Erik Håkansson created AMQ-8050:
-----------------------------------

             Summary: XAException when failing over in the middle of a 
transaction
                 Key: AMQ-8050
                 URL: https://issues.apache.org/jira/browse/AMQ-8050
             Project: ActiveMQ
          Issue Type: Bug
          Components: JMS client, Network of Brokers
    Affects Versions: 5.16.0
            Reporter: Erik Håkansson


We have been plagued in production by growing disk usage in KahaDB on our 
ActiveMQs. We have found that this is caused by hanging transactions, and the 
only solution so far has been to restart the broker. The hanging transactions 
happen when we have the occasional network glitch. The networking is out of our 
control, and not something we can fix.

However, we have found a workaround. Our clients are MDBs in Wildfly. If we 
disable failover for these, and instead let Wildfly handle creating new 
connections we don't see the issue.

I have been able to reproduce the error in a unit test. When there is a 
connection disturbance in the middle of a transaction (on the consumer end) and 
the client fails over to another broker in the network; it tries to commit the 
transaction on the new broker. 
 This fails with 
{noformat}
Transaction 'XID:[...]' has not been started. xaErrorCode:-4`{noformat}
and the transaction ends up in a weird state on the broker.

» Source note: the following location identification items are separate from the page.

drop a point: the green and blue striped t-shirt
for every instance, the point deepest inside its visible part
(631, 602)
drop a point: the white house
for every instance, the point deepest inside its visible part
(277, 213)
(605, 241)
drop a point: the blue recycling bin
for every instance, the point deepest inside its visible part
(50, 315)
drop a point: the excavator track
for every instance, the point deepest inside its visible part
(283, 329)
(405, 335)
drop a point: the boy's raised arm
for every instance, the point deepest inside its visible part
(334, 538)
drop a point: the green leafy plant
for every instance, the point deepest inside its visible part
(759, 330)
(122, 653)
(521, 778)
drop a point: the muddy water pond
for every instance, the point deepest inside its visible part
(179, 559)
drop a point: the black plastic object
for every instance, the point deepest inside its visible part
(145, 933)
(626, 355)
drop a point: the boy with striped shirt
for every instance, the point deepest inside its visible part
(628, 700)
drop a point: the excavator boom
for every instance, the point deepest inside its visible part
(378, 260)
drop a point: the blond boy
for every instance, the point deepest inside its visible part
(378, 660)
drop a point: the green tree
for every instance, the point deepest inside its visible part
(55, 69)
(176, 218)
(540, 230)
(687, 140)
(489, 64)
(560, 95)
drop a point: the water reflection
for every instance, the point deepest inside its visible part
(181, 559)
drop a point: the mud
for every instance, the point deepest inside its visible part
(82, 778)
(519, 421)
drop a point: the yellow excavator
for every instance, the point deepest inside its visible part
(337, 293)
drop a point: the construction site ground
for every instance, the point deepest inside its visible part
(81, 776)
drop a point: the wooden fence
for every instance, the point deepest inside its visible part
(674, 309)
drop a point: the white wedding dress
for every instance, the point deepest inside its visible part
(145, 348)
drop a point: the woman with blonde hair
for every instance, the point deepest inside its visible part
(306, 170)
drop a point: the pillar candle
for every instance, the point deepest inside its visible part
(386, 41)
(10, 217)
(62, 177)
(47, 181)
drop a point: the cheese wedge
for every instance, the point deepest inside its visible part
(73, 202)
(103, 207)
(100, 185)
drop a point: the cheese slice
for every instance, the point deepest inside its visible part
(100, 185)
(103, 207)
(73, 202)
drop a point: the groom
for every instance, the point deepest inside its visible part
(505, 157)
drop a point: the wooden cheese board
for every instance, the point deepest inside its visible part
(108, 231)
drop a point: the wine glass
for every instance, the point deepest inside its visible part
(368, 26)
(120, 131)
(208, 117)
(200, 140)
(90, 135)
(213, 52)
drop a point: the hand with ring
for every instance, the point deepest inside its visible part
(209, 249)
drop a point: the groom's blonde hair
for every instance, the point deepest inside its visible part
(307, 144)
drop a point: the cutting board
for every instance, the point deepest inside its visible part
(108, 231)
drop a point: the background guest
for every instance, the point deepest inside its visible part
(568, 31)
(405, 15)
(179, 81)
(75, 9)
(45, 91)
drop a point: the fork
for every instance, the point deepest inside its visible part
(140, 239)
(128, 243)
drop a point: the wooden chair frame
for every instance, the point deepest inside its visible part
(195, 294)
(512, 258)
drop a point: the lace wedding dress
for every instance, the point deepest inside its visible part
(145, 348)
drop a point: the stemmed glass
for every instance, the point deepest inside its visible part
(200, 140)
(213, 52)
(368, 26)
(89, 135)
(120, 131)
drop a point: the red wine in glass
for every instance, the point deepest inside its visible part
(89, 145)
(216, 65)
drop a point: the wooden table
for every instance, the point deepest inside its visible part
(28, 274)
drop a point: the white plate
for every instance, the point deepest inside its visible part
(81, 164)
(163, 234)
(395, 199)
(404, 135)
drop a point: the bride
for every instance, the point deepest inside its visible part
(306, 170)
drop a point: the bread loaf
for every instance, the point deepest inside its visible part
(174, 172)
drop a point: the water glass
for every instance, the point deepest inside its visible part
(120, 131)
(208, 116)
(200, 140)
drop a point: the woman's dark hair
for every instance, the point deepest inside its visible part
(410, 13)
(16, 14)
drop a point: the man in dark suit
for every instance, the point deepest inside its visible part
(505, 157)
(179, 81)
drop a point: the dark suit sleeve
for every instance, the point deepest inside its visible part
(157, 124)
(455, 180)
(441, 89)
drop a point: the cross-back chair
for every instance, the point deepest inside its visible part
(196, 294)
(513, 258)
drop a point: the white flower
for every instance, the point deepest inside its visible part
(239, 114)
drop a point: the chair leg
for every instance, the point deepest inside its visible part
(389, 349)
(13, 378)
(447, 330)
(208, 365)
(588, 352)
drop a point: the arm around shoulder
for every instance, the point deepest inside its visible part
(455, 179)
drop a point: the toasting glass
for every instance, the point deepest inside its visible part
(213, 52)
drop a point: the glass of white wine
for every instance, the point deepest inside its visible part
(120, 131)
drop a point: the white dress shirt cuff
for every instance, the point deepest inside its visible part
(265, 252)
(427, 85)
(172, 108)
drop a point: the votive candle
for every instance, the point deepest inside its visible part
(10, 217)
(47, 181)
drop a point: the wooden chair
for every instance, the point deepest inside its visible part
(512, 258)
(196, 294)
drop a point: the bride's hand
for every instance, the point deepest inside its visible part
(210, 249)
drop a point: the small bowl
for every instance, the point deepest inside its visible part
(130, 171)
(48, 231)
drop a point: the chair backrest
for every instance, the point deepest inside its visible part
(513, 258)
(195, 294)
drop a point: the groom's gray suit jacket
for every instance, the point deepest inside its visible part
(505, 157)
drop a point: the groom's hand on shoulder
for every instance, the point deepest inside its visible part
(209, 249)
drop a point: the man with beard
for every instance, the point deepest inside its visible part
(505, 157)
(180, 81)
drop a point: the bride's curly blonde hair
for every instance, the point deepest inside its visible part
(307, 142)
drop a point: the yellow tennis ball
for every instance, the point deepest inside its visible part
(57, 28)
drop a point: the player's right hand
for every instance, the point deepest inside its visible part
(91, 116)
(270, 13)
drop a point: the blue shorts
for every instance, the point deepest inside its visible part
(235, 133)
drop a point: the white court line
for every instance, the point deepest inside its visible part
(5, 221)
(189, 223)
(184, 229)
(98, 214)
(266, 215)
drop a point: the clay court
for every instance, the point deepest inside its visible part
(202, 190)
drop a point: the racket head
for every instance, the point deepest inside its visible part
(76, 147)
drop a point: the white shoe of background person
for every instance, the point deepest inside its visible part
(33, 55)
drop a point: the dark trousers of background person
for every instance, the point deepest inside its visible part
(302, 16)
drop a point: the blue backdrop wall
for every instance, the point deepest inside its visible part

We are not using any replicated persistence adapters, just local kahaDB for 
each broker in the network.

I'm not sure if the error is actually in the client, that can't handle failover 
during a transaction, or in the broker that doesn't distribute the transaction 
properly to the other brokers in the network.

I'm also very open to the possibility that this is simply a configuration error 
on our end, but if so, I have no idea what.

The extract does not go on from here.